IBS – Symptoms
Irritable bowel syndrome has a variety of gastrointestinal (GI) and non-GI signs and symptoms. Since they can be vague, and have similar signs and symptoms as other GI conditions, doctors have been encouraged to use a classification symptom to identify people with IBS.
Most people with IBS present with chronic or recurrent abdominal pain with a change in stool form. The Rome III criteria is currently used by doctors to make a definitive diagnosis. To be called or diagnosed with irritable bowel syndrome, the onset of symptoms must have occurred in the past six months with the following characteristics:
* Recurrent abdominal pain or discomfort at least 3 days per month in the last 3 months that is associated with two or more of the following:
o Improvement with defecation
o Onset associated with a change in frequency of stool
o Onset associated with a change in form (appearance of stool)
The following are supportive symptoms that may be associated with the diagnostic symptoms above:
* Less than 3 bowel movements per week or greater than 3 bowel movements per day
* Abnormal stool form (lumpy-hard stool or loose-watery stool)
* A feeling of incomplete evacuation
* Passing of mucus
The old system of classification (Rome II) based IBS diagnosis on the frequency of stools. It has been found that people with IBS can have both frequent and infrequent bowel movements, and the stool form can be watery, loose, or hard. The Rome III criteria is based on the results of recent studies that demonstrate stool form is the best predictor of predominant bowel habit as well as a better reflection of intestinal transit time.
Therefore, the following four subtypes of IBS from the Rome III criteria are based on bowel habit (stool form):
* IBS with constipation (IBS-C): Describes patients with greater than or equal to 25% of stools hard and lumpy and less than 25% loose (mushy) or watery
* IBS with diarrhea (IBS-D): Describes patients with greater than or equal to 25% of stools loose and watery and less than 25% hard or lumpy
* Mixed IBS (IBS-M): Describes patients with greater than or equal to 25% of stools hard and lumpy and greater than or equal to 25% of stool loose or watery.
* Untyped IBS (IBS-U): Patients are placed in this category if not enough stools are abnormal to meet criteria for any other subtype.

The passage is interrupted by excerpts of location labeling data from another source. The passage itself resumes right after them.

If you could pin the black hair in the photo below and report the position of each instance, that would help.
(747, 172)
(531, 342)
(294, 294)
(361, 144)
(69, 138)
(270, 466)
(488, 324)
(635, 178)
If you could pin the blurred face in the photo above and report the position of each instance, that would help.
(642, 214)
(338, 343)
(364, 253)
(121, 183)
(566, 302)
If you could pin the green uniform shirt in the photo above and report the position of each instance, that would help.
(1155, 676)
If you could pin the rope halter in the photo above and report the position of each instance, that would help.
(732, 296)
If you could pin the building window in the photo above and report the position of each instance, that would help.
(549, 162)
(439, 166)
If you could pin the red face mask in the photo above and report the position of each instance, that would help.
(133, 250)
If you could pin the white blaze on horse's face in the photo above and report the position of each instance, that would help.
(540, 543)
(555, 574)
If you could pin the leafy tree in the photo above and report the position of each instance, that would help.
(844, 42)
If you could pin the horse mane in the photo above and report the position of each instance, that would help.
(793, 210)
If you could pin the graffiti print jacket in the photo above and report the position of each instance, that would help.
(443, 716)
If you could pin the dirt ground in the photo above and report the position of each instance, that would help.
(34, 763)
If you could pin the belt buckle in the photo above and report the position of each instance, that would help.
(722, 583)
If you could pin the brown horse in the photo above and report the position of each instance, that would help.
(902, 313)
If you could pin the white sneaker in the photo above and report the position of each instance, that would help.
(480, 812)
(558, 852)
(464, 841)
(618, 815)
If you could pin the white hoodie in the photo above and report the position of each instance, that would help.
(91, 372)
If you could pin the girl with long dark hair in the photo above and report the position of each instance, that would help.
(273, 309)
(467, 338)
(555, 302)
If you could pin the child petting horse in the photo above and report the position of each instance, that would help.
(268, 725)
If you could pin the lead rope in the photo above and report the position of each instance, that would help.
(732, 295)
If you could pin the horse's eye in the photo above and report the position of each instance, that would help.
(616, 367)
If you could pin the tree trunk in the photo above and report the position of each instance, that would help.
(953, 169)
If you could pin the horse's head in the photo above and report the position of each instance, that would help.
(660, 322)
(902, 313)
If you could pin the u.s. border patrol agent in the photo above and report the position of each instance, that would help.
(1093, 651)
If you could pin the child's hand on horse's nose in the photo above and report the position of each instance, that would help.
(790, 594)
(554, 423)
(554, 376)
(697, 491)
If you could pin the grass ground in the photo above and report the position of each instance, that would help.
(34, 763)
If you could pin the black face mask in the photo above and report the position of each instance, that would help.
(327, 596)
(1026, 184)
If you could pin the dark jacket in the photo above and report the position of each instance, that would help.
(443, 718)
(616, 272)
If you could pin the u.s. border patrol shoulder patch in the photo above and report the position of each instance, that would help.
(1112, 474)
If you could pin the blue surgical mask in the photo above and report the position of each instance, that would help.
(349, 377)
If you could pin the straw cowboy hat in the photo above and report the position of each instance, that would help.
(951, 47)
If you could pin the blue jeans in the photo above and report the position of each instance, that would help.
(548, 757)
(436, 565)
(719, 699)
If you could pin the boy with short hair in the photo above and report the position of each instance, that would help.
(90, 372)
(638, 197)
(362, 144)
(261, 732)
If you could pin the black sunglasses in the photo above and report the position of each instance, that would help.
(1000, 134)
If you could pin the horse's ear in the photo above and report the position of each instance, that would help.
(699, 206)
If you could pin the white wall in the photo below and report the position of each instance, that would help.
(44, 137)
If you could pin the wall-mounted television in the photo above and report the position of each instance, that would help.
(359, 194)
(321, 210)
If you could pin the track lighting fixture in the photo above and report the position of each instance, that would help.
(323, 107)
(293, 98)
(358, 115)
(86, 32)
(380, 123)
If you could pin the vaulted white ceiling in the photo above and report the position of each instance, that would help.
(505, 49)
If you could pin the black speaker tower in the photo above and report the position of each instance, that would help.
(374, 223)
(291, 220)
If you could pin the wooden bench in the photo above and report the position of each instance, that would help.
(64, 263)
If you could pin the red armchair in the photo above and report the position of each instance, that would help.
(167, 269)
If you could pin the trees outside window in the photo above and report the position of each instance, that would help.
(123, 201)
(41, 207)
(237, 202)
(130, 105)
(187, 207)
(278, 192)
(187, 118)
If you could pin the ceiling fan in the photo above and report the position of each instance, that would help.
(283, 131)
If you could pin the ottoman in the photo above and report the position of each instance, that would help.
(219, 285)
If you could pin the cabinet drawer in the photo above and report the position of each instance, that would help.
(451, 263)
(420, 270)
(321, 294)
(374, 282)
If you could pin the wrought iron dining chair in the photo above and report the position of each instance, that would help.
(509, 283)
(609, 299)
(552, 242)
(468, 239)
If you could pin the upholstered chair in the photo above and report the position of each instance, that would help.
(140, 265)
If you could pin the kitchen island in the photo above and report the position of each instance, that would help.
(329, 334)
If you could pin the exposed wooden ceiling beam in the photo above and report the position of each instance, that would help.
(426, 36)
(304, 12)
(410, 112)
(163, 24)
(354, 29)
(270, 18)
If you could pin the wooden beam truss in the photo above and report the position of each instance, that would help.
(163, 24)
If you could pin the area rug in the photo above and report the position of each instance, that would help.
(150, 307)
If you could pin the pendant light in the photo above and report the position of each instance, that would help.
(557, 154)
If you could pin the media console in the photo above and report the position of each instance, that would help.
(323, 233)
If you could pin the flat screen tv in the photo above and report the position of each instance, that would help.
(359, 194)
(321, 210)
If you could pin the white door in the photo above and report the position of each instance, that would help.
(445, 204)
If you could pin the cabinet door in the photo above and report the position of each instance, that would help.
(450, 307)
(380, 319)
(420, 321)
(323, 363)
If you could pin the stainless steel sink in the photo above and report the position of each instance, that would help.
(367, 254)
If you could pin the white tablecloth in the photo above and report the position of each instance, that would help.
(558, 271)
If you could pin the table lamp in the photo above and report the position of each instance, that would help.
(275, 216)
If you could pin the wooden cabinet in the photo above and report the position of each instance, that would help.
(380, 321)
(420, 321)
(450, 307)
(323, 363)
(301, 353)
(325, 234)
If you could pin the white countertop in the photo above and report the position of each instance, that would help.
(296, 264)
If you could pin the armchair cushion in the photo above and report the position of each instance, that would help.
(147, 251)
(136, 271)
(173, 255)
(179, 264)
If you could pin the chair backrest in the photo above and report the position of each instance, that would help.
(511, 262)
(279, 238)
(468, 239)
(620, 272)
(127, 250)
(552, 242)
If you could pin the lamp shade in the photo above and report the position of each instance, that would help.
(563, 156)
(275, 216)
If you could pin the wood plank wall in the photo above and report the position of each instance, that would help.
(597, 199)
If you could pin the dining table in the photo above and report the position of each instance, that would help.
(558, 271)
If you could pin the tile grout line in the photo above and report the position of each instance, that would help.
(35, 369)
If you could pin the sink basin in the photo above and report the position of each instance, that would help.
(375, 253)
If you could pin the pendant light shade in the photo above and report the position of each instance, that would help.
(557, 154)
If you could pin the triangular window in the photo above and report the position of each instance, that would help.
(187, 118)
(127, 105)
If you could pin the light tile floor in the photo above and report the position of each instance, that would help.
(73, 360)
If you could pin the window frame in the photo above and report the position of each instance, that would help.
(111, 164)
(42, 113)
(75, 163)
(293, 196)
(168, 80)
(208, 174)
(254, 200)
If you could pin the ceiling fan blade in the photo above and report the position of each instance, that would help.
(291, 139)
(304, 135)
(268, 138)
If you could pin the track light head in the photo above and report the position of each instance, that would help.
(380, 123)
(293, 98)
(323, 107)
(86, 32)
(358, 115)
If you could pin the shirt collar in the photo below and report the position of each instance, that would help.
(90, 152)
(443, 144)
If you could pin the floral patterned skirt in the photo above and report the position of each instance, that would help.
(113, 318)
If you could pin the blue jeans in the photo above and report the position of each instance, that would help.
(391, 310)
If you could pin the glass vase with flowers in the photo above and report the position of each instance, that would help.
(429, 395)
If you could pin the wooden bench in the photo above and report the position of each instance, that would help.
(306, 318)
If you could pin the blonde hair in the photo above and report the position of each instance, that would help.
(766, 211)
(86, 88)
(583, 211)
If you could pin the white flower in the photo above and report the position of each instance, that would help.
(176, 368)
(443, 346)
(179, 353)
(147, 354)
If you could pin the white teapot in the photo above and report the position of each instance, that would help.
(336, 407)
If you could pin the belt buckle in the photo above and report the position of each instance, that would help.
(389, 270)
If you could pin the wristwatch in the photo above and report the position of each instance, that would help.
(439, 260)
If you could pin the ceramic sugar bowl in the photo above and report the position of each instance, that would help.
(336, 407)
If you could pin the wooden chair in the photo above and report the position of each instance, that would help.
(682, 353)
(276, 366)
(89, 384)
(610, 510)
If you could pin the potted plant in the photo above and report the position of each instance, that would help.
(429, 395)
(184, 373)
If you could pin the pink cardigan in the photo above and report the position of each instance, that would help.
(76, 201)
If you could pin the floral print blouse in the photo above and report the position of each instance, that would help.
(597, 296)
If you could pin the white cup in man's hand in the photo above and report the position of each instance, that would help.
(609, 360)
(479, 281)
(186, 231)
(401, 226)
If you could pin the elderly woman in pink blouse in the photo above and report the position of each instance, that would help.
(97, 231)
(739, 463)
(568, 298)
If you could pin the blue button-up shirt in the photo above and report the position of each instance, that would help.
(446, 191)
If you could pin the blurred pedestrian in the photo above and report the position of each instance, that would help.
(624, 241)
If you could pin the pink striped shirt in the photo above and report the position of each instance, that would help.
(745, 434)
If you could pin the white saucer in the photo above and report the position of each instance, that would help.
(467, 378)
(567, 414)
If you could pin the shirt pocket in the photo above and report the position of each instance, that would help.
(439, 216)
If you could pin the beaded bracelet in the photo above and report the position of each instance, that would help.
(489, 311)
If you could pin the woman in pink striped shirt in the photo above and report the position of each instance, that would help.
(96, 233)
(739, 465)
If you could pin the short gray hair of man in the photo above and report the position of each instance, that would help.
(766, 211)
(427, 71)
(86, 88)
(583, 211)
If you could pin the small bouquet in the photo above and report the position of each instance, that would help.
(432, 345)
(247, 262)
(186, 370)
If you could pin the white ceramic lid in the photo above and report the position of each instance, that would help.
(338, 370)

IBS-M is the subtype most frequently encountered by primary care doctors. Subtypes frequently change, and 29% of patients with IBS-C move to IBS-D within one year. Because symptoms can change frequently, IBS may be informally described as “IBS with diarrhea” or “IBS with constipation”. IBS-C patients have more overall symptoms, particularly bloating, than IBS-D patients.
Other Non-GI symptoms
People with IBS often visit the physician with symptoms that are not directly related to the GI system. These symptoms are very frequent, and may occur in 11% to 81% of IBS patients, depending on the symptom. The non-GI symptoms include back pain, headache, fatigue, muscle pain, urinary frequency, dizziness, and pain with intercourse. It is common to see other disorders that are associated with IBS. These disorders include reflux disease, heartburn, fibromyalgia, chronic fatigue syndrome, chronic pelvic pain, temporomandibular joint disorder (TMJ) disorder, and interstitial cystitis. There is also a high prevalence of somatization disorder in people with IBS.
Lehrer J. Irritable Bowel Syndrome. eMedicine [web page]. Aug 8 2007; www.emedicine.com/med/TOPIC1190.HTM. Accessed June 24, 2008.
Videlock EJ, Chang L. Irritable bowel syndrome: current approach to symptoms, evaluation, and treatment. Gastroenterol Clin North Am. Sep 2007;36(3):665-685, x.